遡及契約の詳細については遡及契約(遡及効)についてを参照ください。

ここでは、物の製造をする契約を遡及契約でしたとしましょう。

物の製造の場合、契約で義務を課す側は発注者側、義務を受ける側は受注側です。

契約書が出来上がった時、既に物の製造を開始しているはずです。
物の製造のために色々と活動しているでしょう。
遡及契約の場合、既に活動しているところに、今までなかった制限や義務が生じるのです。
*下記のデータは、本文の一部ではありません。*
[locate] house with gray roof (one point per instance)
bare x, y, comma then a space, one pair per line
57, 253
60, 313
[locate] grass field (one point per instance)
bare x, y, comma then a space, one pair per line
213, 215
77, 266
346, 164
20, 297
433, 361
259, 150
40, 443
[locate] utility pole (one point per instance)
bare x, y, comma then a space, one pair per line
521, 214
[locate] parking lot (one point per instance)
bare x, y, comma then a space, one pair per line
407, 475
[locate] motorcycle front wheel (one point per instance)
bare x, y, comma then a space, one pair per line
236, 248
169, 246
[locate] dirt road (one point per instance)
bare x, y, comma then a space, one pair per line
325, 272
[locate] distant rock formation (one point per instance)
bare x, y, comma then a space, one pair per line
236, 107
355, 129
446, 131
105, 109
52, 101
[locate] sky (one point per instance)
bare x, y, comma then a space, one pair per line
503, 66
ここからは、受注側、発注側でそれぞれ困る例を挙げてみます。

受注側が困る場合

例えば、

  • 外注禁止とか
  • 製造経過を報告するとか

そのような事を後から言われたら、困りませんか?

既に外注している・・・、自社だけでは作成できない・・・、既に製造している部分についての情報は残っていない、などなど・・・
いろいろと問題が発生することもあります。

発注側が困る場合

例えば、

  • すでに完成しているのでその部分の変更は認めない(認めても良いが費用は増額だ!)
  • すでに外注しているので外部への守秘義務を言われても手遅れだ
  • 設計書なんて作ってないから渡せない(渡すなら費用は増額だ!)

そのような事を後から言われたら、困りませんか?

予算は決まっていて増額できない・・・、違約金が発生するので今から別には頼めない。などなど・・・
いろいろと問題が発生することもあります。

どちらかは困ることが生じる可能性が多くある

お話したような場合でも、相手方から契約違反と言われる可能性があるのです。
先ほどの例のように、状況によって、どちら一方、場合によっては双方が、困る状況が発生することもあるでしょう。

このように、契約書の無い期間言い換えると、契約内容の合意ができていない期間の扱いが難しいこともあるので、便利だからと、簡単に使うことは避けた方が良いです。